OBJECTIVE - Surgical specialty trips to third world countries have been praised and criticized. Our objective was to learn the usefulness of a yearly head and neck surgery trip through initial analysis of 2 years of patient data.
METHODS - We reviewed data from a prospectively maintained repository of surgical patients treated during head and neck surgical trips to Malindi, Kenya, in 2010 and 2011. Basic demographics, distance traveled for care, access to physicians, preoperative diagnosis, surgical procedure(s), and pathology were recorded when available.
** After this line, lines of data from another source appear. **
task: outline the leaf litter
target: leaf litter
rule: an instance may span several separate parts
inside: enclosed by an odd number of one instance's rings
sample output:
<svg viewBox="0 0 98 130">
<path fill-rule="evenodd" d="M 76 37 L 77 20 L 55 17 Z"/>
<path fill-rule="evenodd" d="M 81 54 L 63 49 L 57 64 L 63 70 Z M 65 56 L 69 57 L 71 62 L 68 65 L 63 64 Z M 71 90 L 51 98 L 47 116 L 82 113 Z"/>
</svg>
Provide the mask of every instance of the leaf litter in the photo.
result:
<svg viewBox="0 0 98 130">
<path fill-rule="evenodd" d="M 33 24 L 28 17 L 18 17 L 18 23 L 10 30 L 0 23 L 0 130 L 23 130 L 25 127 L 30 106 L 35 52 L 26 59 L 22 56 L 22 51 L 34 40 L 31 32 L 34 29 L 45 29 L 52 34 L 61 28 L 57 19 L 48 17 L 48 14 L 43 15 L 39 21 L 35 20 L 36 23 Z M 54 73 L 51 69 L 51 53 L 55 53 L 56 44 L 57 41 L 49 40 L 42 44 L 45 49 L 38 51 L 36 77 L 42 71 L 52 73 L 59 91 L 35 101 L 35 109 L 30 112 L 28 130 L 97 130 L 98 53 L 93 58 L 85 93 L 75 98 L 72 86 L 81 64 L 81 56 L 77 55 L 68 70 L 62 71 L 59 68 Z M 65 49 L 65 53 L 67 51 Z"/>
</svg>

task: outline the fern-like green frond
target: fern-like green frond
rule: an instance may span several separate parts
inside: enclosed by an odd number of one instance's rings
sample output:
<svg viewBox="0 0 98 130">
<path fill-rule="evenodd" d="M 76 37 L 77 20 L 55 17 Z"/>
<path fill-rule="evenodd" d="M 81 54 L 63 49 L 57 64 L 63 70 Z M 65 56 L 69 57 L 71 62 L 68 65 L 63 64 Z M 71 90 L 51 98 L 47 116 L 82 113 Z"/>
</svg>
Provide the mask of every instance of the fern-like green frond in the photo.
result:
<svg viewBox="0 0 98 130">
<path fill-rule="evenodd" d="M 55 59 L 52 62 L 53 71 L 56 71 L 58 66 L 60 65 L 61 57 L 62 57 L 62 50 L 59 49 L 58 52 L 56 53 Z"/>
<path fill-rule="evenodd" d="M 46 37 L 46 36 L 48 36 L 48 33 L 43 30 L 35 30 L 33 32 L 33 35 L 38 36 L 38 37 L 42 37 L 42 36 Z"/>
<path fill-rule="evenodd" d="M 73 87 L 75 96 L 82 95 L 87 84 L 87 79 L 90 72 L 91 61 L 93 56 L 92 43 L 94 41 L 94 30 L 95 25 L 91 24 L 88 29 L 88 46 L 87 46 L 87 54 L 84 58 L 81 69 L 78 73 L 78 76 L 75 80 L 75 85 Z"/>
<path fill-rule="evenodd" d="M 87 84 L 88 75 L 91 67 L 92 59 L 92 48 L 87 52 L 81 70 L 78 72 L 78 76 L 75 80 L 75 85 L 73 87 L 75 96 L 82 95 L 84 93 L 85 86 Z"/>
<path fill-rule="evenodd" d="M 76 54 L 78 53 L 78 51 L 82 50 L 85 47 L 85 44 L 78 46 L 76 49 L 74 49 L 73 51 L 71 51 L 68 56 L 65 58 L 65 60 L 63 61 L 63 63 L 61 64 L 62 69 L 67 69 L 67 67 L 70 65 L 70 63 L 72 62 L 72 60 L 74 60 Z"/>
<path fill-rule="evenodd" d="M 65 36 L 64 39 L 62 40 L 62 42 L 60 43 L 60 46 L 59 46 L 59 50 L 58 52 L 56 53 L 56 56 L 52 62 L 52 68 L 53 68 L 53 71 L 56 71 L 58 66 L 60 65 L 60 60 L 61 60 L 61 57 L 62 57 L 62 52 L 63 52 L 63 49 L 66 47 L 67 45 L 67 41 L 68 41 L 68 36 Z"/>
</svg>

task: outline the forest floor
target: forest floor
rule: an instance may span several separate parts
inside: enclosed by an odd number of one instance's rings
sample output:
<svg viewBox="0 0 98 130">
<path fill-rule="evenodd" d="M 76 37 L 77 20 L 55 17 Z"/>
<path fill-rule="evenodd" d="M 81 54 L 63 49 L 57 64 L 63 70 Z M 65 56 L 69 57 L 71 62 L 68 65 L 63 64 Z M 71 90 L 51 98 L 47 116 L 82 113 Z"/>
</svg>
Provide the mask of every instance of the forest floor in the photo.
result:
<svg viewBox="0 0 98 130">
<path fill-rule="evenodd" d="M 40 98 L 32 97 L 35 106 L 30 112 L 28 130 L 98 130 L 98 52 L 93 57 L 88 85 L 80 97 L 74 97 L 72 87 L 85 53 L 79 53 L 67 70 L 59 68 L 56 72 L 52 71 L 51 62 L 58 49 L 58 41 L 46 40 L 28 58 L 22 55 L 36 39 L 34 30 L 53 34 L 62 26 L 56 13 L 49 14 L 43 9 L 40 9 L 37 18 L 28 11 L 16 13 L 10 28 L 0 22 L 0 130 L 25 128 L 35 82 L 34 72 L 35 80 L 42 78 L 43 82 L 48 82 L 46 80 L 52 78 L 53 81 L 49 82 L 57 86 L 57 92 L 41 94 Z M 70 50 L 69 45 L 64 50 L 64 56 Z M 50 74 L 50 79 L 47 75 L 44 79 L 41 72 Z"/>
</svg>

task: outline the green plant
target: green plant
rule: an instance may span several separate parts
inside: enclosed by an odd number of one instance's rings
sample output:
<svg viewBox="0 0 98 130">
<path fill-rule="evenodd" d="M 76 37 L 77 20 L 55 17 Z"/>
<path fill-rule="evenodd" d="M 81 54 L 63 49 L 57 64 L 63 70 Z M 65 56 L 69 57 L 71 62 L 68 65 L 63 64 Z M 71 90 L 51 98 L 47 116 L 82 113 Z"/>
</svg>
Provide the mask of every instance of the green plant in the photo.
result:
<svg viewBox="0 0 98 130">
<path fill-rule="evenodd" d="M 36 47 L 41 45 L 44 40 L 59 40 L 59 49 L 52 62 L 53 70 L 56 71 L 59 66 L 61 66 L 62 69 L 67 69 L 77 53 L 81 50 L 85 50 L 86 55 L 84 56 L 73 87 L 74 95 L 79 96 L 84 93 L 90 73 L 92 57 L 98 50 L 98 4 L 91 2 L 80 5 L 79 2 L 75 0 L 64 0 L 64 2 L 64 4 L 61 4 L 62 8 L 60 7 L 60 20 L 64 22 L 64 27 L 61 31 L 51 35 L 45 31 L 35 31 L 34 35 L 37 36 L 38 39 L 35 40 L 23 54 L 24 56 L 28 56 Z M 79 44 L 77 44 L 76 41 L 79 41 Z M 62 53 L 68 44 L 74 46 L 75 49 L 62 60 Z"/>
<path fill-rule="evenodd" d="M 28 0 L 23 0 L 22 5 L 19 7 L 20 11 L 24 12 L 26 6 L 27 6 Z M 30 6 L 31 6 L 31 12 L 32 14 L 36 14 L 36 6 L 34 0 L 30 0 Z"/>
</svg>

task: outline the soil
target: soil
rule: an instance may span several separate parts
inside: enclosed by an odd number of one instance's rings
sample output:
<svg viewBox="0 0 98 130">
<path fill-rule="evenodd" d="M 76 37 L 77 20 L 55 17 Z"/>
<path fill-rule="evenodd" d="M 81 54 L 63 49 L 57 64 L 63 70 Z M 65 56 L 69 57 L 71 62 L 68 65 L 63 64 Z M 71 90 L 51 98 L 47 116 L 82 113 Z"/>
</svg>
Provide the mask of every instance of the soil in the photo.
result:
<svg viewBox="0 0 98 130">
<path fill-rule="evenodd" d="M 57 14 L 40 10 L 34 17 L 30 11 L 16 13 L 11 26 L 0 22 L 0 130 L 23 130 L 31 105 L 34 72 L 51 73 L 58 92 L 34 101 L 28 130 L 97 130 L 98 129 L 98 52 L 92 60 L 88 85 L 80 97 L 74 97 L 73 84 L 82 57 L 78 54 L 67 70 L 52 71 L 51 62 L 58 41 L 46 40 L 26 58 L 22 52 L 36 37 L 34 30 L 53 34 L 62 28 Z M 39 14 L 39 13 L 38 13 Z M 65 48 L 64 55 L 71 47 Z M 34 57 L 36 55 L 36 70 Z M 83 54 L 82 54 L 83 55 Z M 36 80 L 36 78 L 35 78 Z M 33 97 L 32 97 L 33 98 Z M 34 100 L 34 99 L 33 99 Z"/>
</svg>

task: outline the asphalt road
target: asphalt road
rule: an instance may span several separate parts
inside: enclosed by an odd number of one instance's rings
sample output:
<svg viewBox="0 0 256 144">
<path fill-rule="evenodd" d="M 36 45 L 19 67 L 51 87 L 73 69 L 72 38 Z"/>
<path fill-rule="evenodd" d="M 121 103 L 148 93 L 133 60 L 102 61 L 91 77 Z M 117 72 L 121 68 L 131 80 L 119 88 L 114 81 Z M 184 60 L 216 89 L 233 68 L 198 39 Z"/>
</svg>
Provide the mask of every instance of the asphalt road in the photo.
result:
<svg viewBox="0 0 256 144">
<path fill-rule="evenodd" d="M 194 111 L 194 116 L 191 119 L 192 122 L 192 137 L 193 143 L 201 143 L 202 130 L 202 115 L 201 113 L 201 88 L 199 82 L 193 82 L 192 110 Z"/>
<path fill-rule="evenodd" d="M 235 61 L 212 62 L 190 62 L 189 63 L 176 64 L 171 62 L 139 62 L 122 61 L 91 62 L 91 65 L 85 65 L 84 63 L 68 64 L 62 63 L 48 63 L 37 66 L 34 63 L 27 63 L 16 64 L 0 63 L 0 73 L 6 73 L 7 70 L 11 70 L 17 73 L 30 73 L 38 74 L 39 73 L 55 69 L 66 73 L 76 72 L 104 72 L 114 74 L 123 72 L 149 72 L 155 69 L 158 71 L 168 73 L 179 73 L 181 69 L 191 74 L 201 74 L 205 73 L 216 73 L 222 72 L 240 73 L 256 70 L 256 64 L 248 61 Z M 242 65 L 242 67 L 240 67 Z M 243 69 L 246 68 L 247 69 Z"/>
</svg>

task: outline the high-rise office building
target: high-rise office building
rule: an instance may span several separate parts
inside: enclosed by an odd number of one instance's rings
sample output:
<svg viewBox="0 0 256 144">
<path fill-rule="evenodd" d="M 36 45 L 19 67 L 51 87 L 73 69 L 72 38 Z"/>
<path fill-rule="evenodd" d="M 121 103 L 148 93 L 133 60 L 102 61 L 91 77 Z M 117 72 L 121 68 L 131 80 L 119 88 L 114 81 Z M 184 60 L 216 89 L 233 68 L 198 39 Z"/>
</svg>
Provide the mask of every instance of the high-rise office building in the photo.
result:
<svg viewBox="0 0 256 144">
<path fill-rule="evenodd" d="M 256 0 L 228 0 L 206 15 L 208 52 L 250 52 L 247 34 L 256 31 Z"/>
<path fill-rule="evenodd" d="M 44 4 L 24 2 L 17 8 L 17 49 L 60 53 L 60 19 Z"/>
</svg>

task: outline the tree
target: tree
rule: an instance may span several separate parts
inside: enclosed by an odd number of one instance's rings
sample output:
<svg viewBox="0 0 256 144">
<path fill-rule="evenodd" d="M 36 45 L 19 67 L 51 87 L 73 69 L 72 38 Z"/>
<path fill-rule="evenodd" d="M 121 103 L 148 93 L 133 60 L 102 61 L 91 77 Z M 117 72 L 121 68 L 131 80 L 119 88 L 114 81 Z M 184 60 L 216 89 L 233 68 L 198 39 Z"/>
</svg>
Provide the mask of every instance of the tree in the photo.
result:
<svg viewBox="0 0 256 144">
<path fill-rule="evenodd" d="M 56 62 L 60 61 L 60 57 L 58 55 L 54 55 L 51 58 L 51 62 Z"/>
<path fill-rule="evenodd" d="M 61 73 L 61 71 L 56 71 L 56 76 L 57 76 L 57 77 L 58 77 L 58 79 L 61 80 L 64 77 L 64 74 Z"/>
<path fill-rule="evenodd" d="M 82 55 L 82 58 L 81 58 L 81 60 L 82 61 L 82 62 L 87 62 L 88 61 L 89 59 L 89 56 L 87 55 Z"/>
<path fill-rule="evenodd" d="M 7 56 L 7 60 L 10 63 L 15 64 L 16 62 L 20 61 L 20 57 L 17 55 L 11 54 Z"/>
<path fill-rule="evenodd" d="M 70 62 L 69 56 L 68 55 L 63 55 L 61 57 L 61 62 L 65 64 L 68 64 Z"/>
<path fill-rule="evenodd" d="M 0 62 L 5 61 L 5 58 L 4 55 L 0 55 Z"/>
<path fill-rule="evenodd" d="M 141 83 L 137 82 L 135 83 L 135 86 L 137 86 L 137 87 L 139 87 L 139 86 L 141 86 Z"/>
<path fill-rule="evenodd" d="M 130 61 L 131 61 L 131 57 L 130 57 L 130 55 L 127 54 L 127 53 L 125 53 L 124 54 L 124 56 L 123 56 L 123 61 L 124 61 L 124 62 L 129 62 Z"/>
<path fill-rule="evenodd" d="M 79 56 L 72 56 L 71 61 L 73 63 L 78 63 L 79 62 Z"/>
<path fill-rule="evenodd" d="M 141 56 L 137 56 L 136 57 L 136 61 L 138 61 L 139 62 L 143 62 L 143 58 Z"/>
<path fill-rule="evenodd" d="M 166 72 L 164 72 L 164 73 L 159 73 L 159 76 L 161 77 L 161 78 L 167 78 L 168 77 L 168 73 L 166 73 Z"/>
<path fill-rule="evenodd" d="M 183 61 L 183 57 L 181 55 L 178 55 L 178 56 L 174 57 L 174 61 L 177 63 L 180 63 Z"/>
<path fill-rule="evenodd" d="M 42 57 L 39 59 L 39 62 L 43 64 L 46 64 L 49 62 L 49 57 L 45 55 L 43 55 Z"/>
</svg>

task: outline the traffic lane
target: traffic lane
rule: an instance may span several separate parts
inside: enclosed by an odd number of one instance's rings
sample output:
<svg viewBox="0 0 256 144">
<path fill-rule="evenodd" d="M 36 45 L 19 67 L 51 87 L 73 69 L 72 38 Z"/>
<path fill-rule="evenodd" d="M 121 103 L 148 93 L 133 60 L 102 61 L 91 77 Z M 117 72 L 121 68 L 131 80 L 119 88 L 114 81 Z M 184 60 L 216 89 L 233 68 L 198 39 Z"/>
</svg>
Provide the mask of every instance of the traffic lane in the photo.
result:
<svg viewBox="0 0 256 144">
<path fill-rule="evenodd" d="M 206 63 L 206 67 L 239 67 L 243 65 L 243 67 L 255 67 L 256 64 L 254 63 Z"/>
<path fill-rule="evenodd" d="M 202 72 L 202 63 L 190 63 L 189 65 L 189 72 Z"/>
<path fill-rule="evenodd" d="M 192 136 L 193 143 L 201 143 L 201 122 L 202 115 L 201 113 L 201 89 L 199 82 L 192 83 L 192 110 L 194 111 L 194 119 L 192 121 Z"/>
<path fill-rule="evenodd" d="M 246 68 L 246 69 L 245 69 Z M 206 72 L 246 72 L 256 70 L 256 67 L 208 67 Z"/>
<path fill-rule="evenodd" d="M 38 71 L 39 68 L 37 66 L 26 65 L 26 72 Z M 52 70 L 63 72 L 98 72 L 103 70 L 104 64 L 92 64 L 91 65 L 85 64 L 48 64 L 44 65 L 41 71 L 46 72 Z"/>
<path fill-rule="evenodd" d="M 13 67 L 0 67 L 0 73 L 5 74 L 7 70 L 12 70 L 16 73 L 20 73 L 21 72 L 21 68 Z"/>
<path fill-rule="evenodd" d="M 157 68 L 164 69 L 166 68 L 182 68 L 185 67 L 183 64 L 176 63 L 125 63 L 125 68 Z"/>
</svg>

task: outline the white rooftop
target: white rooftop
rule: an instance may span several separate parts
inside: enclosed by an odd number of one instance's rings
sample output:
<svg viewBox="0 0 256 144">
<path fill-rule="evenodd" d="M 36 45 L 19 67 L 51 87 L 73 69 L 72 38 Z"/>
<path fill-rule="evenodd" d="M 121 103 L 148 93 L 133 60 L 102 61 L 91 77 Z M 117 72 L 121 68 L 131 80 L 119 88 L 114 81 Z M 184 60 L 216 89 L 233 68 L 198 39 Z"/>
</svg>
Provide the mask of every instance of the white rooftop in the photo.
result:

RESULTS - In 2 years, 226 surgeries were performed. Patient age ranged between 3 months and 85 years, and gender was evenly split. Half of patients came from outside the town of Malindi, and a third traveled over 100 kilometers for care. The majority reported access to a local physician, yet very few patients were offered prior surgical treatment. The most common operations performed were adenotonsillectomy and hemithyroidectomy. A wide variety of cases were performed, including parotidectomies, maxillectomies, mandibulectomies, cleft lip and palate repair, and free flap reconstructions. Local and national visiting otolaryngologist-head and neck surgeons participated or observed throughout our visits with teaching emphasis based on their skills and specific learning goals.
CONCLUSIONS - Annual surgical specialty trips to rural, resource-limited regions are useful and worthwhile and offer procedures not otherwise available. On such trips, it is important to collect patient, surgical, and pathology data to help visiting surgeons determine the best procedures to teach local physicians and provide needed resources.